She wonders what lives below the surface of him. Does he have the same insecurities she does? Does he wake up in the middle of the night thinking he might have heard the shadows crying? Does he find himself alone in the middle of a conversation? Does he think he sees something in the corner of his eye and scream because it looks so very real? Or is he something else entirely?
She realizes she has no real way of knowing, but, all the same, it makes her feel better to think they are the same.
So she does.
Elli wonders if he has ever tried watering them to make them grow, like her mother does her flowers. Still, she keeps such childish notions to herself, tucking them away where they cannot embarrass her.
She shakes her head in response to his question and then laughs, one petal of bellsong laughter, quiet. “It’s not sad.” she defends it. Her mom tells her that she prefers her daughter painting flowers, not ghosts inside her head. “But you can think it is sad if you want.”

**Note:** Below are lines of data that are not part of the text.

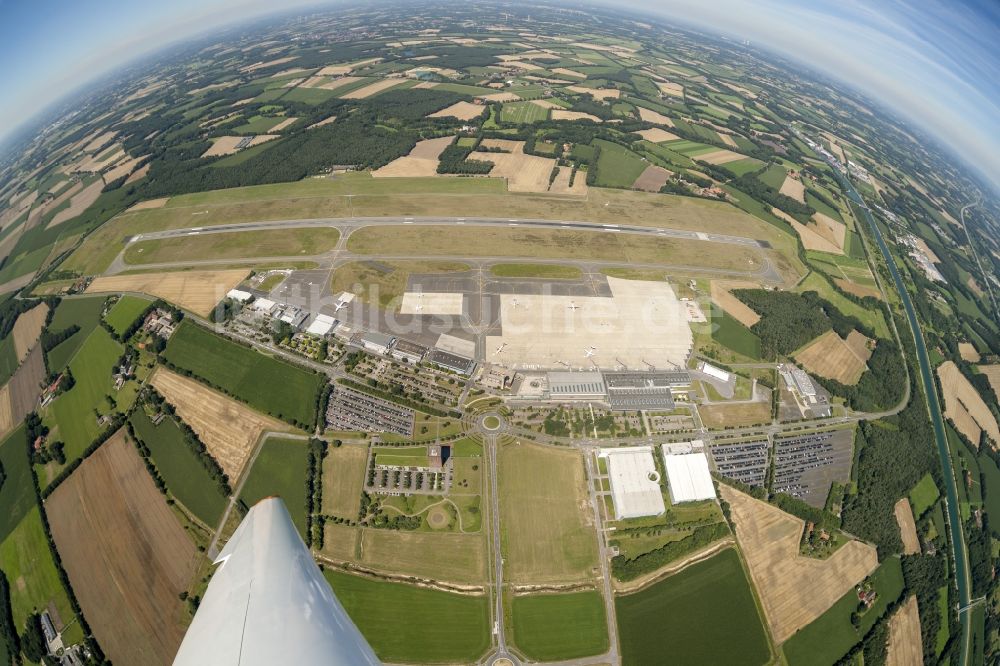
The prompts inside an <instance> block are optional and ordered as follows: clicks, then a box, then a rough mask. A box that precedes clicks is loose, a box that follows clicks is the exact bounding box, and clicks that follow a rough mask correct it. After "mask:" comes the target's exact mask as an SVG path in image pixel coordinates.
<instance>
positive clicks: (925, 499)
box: [910, 473, 941, 517]
mask: <svg viewBox="0 0 1000 666" xmlns="http://www.w3.org/2000/svg"><path fill="white" fill-rule="evenodd" d="M940 495H941V493H940V491H938V487H937V486H936V485H934V479H933V478H932V477H931V475H930V474H929V473H928V474H924V476H923V478H922V479H920V481H918V482H917V485H915V486H913V489H912V490H910V506H912V507H913V515H914V516H917V517H920V516H922V515H924V512H925V511H927V509H929V508H931V505H932V504H934V502H936V501H937V498H938V497H939V496H940Z"/></svg>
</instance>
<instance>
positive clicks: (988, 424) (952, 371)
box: [938, 361, 1000, 446]
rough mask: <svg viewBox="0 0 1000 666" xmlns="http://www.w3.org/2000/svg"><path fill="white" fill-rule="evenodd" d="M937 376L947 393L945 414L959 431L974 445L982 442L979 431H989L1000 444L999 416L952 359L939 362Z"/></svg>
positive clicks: (943, 391)
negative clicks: (939, 362) (944, 361)
mask: <svg viewBox="0 0 1000 666" xmlns="http://www.w3.org/2000/svg"><path fill="white" fill-rule="evenodd" d="M938 379H940V380H941V393H942V394H944V415H945V416H947V417H948V418H950V419H951V420H952V421H953V422H954V423H955V427H956V428H958V431H959V432H960V433H962V434H963V435H965V436H966V437H967V438H968V439H969V441H970V442H972V444H973V446H977V445H978V444H979V437H980V433H981V432H982V431H986V434H987V435H988V436H989V437H990V439H992V440H993V444H994V446H1000V428H998V427H997V421H996V419H995V418H993V414H992V413H991V412H990V410H989V407H987V406H986V403H985V402H983V399H982V398H981V397H980V396H979V394H978V393H976V389H974V388H973V387H972V384H970V383H969V380H968V379H966V378H965V375H963V374H962V371H961V370H959V369H958V366H957V365H955V364H954V362H952V361H945V362H944V363H942V364H941V365H940V366H938Z"/></svg>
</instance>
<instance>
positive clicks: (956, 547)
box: [841, 178, 972, 664]
mask: <svg viewBox="0 0 1000 666" xmlns="http://www.w3.org/2000/svg"><path fill="white" fill-rule="evenodd" d="M841 182H842V184H843V186H844V189H845V191H846V192H847V194H848V196H849V197H850V198H851V200H852V201H853V202H854V203H855V207H856V208H858V209H860V210H862V211H863V212H864V214H865V218H866V219H867V221H868V226H869V227H870V228H871V230H872V234H873V235H874V236H875V241H876V242H877V243H878V246H879V250H881V252H882V256H883V258H884V259H885V263H886V265H887V266H888V267H889V272H890V274H891V275H892V280H893V282H894V283H895V284H896V291H897V292H899V297H900V299H901V301H902V303H903V308H904V309H905V310H906V318H907V320H908V321H909V323H910V330H911V331H912V332H913V341H914V345H915V347H916V350H917V361H918V363H919V364H920V377H921V380H922V381H923V385H924V393H925V394H926V397H927V407H928V409H929V410H930V415H931V422H932V424H933V426H934V439H935V441H936V442H937V449H938V456H939V457H940V458H941V467H942V469H943V471H944V484H945V497H946V499H947V501H946V505H947V508H948V527H949V532H950V533H951V546H952V559H953V561H954V563H955V580H956V583H957V585H958V606H959V609H960V610H959V621H960V623H961V626H962V661H961V662H960V663H962V664H968V663H969V641H970V635H971V633H972V632H971V620H970V617H969V613H968V612H967V611H968V609H969V602H970V599H969V590H970V587H971V581H970V579H969V560H968V553H967V551H966V547H965V533H964V532H963V529H962V518H961V515H960V514H959V504H958V489H957V485H956V483H955V471H954V469H953V468H952V464H951V455H950V452H949V450H948V440H947V438H946V437H945V430H944V421H943V420H942V418H941V406H940V404H938V398H937V388H936V387H935V384H934V376H933V374H932V373H931V364H930V359H929V358H928V355H927V346H926V345H925V343H924V336H923V333H922V332H921V330H920V323H919V322H918V320H917V314H916V311H915V310H914V309H913V303H912V301H911V300H910V294H909V292H907V291H906V285H905V284H904V283H903V278H902V277H901V276H900V274H899V270H898V269H897V268H896V262H895V260H894V259H893V257H892V253H891V252H890V251H889V246H888V245H887V244H886V242H885V239H884V238H883V237H882V232H881V230H880V229H879V228H878V225H877V224H876V223H875V219H874V218H873V217H872V214H871V211H870V210H869V209H868V206H867V205H865V202H864V200H863V199H862V198H861V196H860V195H859V194H858V192H857V190H855V189H854V186H853V185H851V183H850V181H848V180H846V179H843V178H842V179H841Z"/></svg>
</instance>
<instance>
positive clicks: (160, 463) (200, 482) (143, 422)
mask: <svg viewBox="0 0 1000 666" xmlns="http://www.w3.org/2000/svg"><path fill="white" fill-rule="evenodd" d="M130 421H131V423H132V427H133V428H134V429H135V435H136V437H137V438H139V440H141V441H142V443H143V444H145V445H146V447H147V448H148V449H149V454H150V457H151V458H152V460H153V464H154V465H155V466H156V470H157V471H158V472H159V473H160V476H161V477H163V481H164V483H166V485H167V490H169V491H170V494H171V495H173V496H174V497H176V498H177V501H178V502H180V503H181V504H183V505H184V506H185V508H187V510H188V511H190V512H191V513H193V514H194V515H195V517H196V518H198V520H200V521H201V522H202V523H204V524H205V525H208V526H214V525H216V524H217V523H218V522H219V518H221V517H222V512H223V511H224V510H225V508H226V500H227V498H226V497H225V495H223V493H222V492H220V491H219V489H218V485H217V484H216V483H215V481H214V480H213V479H212V477H211V475H210V474H209V473H208V471H207V470H206V469H205V467H204V465H202V464H201V461H200V460H199V459H198V455H197V454H196V453H195V452H194V451H192V450H191V449H190V448H189V447H188V445H187V443H186V442H185V441H184V435H183V434H182V433H181V430H180V428H179V427H178V426H177V424H176V423H175V422H174V421H173V419H170V418H165V419H164V420H163V421H161V422H160V423H159V425H154V424H153V422H152V421H151V420H150V418H149V416H147V415H146V412H145V411H144V410H142V409H136V410H135V411H134V412H133V413H132V416H131V419H130Z"/></svg>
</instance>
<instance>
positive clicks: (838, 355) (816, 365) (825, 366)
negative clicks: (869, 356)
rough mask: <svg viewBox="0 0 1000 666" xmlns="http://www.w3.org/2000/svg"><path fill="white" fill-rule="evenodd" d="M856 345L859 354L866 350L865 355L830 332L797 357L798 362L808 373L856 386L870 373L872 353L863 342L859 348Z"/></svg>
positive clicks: (857, 346) (811, 345)
mask: <svg viewBox="0 0 1000 666" xmlns="http://www.w3.org/2000/svg"><path fill="white" fill-rule="evenodd" d="M853 332H855V333H856V332H857V331H853ZM858 335H861V334H860V333H859V334H858ZM861 337H862V338H864V337H865V336H863V335H862V336H861ZM865 340H867V338H865ZM855 345H856V346H857V347H859V348H860V350H864V351H863V352H862V354H860V355H859V353H858V351H856V350H855V349H854V348H852V346H851V345H848V344H847V342H845V341H844V340H843V339H842V338H841V337H840V336H839V335H837V333H836V331H832V330H831V331H827V332H826V333H824V334H823V335H821V336H819V337H818V338H816V339H815V340H814V341H813V342H812V343H810V344H809V346H807V347H806V348H805V349H803V350H802V351H800V352H799V353H797V354H796V355H795V360H796V361H798V362H799V363H801V364H802V366H803V367H804V368H805V369H806V370H808V371H809V372H812V373H815V374H817V375H819V376H820V377H826V378H827V379H833V380H836V381H838V382H840V383H841V384H846V385H848V386H853V385H854V384H857V383H858V380H859V379H861V375H863V374H864V373H865V370H867V369H868V365H867V363H868V358H869V356H870V355H871V352H868V351H867V345H866V344H865V342H864V341H861V342H860V344H858V343H857V342H856V343H855Z"/></svg>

Art, after all, is a prisoner to subjection, jailed inside its canvas. A slave to praise and critique.
Her lips pull into a more genuine smile that she lets grow when she tilts her head back to join him looking up at the sky he will one day take to. She wonders, a girlish wonder, if one day he could take her flying. Elliana wonders if she could fly, if she would still hear the voices from the all way up there. She forms the thought and swallows it, it sits light and airy in her stomach.
Wonders if it might be enough to make her fly here and now.
She cannot stay lost in her thoughts for too long, not with the way he is looking at her, like he is trying to hold her like a kite tether. Her eyes are a little wide, framed by dark lashes when she stares back at him in a way that is reserved for doe eyed children.
The grass comes back. But while she felt cold when it died, she felt nothing when it returned. She wonders if death is more tangible a thing than life. Little girls shouldn't be thinking such things.
“For now,” she confesses, a secret just between the two of them. And then the child ducks her head and whispers across the distance that separates them.
“But not forever.” She adds, just as quiet.